Finkelstein investigates
his patient’s past life connections with regression, cranio-facial matching of profiles
in different lifetimes, a standard forensic procedure by the FBI to study
facial similarities to solve crimes, comparison of traits, affinities, handwritings,
memories, personal histories and life’s situations over a period of time”.
“Till 10
years ago, 20 per cent people believed in past lives. Now the number has
increased to 35 per cent across US, with nearly 50 per cent people in states
like Florida and California,” the doctor said.
Finkelstein
has developed a new technique — instant hypnosis — which does not which probe
deep into the subconscious but opens the memory bank of the patient. The light hypnosis
works positively on the body and the mind,” Finkelstein said. There are three
types of extra-sensory perceptions that gives access into lifetimes— clair-vision
(extra-sensory vision) , clair-audience (hearing} and clair-senses (intuition), the
doctor said.
A
combination of any two applies as a healing process to the mind. Once the mind
opens, it connects to the emotions and then to the body. Finkelstein suggests
that regression can make “cancer cells function normally by infusing positive emotions
into the wounded cells”.
Finkelstein has
another facet that is closer to his past calling as Jean Harlow’s husband — Paul
Bernes.
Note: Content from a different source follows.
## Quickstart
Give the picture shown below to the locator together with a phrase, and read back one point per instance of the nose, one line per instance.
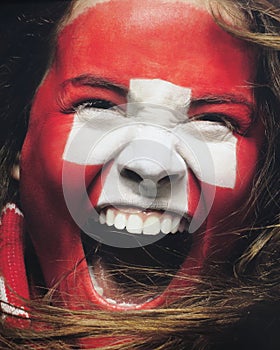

A film company, Thunderball Films that the doctor co-partners has
signed up actress Ericka Eleniak to play Marilyn Monroe in the cinematic
adaptation of his book, “Marilyn Monroe Returns…”. He is looking for an Indian
director to direct the movie because “Indians understand past lives”.
Finkelstein has
made another movie, “Yesterday’s Children” on reincarnation and past life therapy
with Jane Seymour, which he had screened to 300 doctors at the Cedars Sinai
Hospital in LA, US. “They were amazed,” he said.
Doubts aside,
regression and past life therapy, as Finkelstein and Franich say, is a great
tool to mend broken relationships and tortured minds. It might well be the
future of psycho-therapy in a world that is fast losing touch with its roots.